Trouble is, selfishness gets in the way. I become scared that God is something less than the infinite reservoir of knowledge and power, truth and love, and decide I need to hold on to the water flowing through me, in case I run out ("he may try to hug the new treasure to himself." (129:0))

A second problem: spiritual pride. I decide who should be the recipient of what I have to offer; I discriminate; I become a 'respecter of persons'; I ration, hold back, try to direct the flow as I see fit. And the outlet tap at the bottom of the pipe gradually gets turned off.

I stop sensing the inflow of knowledge and power, truth and love at the top, and become still more selfish and still more discriminating, as fear of lack and limitation cause me to become defensive. Pretty soon, I am giving nothing and receiving nothing. Once I am in lack and limitation, the fallacy that I need to receive by grasping—by wresting happiness and satisfaction from this world (61:1)—takes hold once more.

What is worse, the small, residual quantity of knowledge and power, love and truth—the standing water in the pipe—becomes stagnant and sour. Then I am really in trouble.

The answer is counter-intuitive. In the realm of the material, anything hungry needs feeding. In the realm of the spirit, anything hungry may need, instead, to feed rather than to be fed, to be fed by feeding. The answer, if I am feeling no inflow at the top, is to turn back on the outflow at the bottom, to let out the small amount of knowledge and power, love and truth I have left.

I need to give up my last ounce, to give everything I have, not out of my abundance, but out of my poverty.

"And he looked up, and saw the rich men casting their gifts into the treasury. And he saw also a certain poor widow casting in thither two mites. And he said, Of a truth I say unto you, that this poor widow hath cast in more than they all: For all these have of their abundance cast in unto the offerings of God: but she of her penury hath cast in all the living that she had." (Luke 21:1–4)

I need to give everything I have to those around me. All of my time, all of my thought, all of my energy.

"He may not see at once that he has barely scratched a limitless lode which will pay dividends only if he mines if for the rest of his life and insists on giving away the entire product." (129:0)

This is the fate of the servant who does not invest the gifts of his master but tries to hold onto them out of fear that God will not provide:

"For unto every one that hath shall be given, and he shall have abundance: but from him that hath not shall be taken away even that which he hath. And cast ye the unprofitable servant into outer darkness: there shall be weeping and gnashing of teeth." (Matthew 25:29–30)

As soon as the flow out of me starts, as soon as the tap at the bottom of the pipe is turned on, gravity does its work, and heaven comes down to earth through me.

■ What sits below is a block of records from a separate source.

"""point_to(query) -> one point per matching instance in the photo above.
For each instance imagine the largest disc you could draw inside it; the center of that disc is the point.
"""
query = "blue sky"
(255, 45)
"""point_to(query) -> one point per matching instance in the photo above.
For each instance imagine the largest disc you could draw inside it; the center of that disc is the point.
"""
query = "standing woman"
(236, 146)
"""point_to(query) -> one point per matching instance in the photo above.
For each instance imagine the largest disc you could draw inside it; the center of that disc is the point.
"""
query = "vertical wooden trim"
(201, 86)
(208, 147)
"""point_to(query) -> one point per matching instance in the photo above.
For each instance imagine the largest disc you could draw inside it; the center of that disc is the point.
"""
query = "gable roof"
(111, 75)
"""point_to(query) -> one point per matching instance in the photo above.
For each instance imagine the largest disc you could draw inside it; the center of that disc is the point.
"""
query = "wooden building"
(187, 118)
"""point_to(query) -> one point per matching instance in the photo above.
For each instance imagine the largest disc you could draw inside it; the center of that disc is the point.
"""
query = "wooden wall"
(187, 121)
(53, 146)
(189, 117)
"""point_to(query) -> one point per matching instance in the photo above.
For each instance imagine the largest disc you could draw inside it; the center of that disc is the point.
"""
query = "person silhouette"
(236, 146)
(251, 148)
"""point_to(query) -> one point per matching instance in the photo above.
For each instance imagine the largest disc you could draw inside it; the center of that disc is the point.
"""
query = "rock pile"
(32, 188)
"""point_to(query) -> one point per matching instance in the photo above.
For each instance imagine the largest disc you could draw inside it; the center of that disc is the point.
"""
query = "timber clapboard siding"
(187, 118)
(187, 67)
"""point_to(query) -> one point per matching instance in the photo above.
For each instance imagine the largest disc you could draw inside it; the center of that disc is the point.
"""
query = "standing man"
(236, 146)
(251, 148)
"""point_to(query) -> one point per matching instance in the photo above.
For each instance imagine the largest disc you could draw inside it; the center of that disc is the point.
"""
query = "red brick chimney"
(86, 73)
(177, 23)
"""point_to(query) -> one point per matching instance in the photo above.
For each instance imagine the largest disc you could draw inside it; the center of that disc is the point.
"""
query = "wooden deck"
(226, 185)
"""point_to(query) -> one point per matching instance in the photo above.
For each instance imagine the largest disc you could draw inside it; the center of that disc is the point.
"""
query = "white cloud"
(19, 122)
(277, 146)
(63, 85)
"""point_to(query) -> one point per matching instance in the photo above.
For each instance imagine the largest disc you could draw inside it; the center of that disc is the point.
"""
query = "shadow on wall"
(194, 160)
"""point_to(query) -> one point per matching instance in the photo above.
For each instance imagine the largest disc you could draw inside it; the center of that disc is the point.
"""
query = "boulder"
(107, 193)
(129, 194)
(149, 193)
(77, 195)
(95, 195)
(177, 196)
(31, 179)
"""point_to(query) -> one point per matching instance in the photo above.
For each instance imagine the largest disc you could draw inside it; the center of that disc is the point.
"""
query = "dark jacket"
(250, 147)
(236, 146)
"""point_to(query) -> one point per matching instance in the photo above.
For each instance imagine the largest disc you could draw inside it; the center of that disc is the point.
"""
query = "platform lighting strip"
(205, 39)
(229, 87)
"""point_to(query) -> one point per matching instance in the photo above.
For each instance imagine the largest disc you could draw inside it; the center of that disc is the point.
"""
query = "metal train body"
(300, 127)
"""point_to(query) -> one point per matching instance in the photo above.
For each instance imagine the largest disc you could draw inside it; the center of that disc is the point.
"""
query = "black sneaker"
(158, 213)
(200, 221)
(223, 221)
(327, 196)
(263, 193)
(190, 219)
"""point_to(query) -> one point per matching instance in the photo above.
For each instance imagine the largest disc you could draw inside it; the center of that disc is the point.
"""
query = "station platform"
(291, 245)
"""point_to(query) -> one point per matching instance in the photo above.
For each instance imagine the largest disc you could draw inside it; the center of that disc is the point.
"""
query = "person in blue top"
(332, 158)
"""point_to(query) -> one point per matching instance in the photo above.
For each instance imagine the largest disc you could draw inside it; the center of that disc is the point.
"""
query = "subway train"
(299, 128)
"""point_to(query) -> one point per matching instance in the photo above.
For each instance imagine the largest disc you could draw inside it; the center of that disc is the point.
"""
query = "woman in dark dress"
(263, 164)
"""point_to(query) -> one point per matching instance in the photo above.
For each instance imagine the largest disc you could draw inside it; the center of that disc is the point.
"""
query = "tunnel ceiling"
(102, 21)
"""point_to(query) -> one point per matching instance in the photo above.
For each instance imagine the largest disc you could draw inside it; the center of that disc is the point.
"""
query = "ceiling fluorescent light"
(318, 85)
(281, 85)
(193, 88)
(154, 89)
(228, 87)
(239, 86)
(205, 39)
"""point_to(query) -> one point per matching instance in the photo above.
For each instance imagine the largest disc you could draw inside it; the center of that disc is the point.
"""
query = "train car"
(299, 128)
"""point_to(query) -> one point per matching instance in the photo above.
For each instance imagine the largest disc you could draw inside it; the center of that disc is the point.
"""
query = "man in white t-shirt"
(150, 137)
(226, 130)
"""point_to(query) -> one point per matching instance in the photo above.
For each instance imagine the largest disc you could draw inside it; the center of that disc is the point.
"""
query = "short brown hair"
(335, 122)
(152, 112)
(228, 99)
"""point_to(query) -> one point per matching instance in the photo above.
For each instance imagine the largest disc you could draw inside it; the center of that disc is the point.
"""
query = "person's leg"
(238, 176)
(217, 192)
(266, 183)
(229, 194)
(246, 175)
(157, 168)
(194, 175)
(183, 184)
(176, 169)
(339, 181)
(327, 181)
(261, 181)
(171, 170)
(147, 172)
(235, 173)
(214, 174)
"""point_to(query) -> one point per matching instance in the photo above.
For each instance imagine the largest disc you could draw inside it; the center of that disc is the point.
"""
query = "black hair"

Finally, the last, great mistake is this: I believed that the "pure river of the water of life, clear as crystal" (Revelation 22:1) was the joy itself, the inheritance, that for which I was working, the purpose behind the Steps.

I have learned that the joy is not in the presence of the water of life in me but the flow of that water through me.

Moreover that flow works both ways: as I love, I am loved, not only through the flow of love into me directly from God but as reflected back at me when I work with others. That is what has healed me: the love I have received from others has chiefly been love reflected back at me that I have channelled to them, with God as the original source.

"Show him these things in yourself and they will be reflected back to you from him." (118:2)

As long as I remember that God is the source, I will always be secure, because the love I receive from the world starts with the love I give to the world, and no one can cut off my connection with the source of that love but me.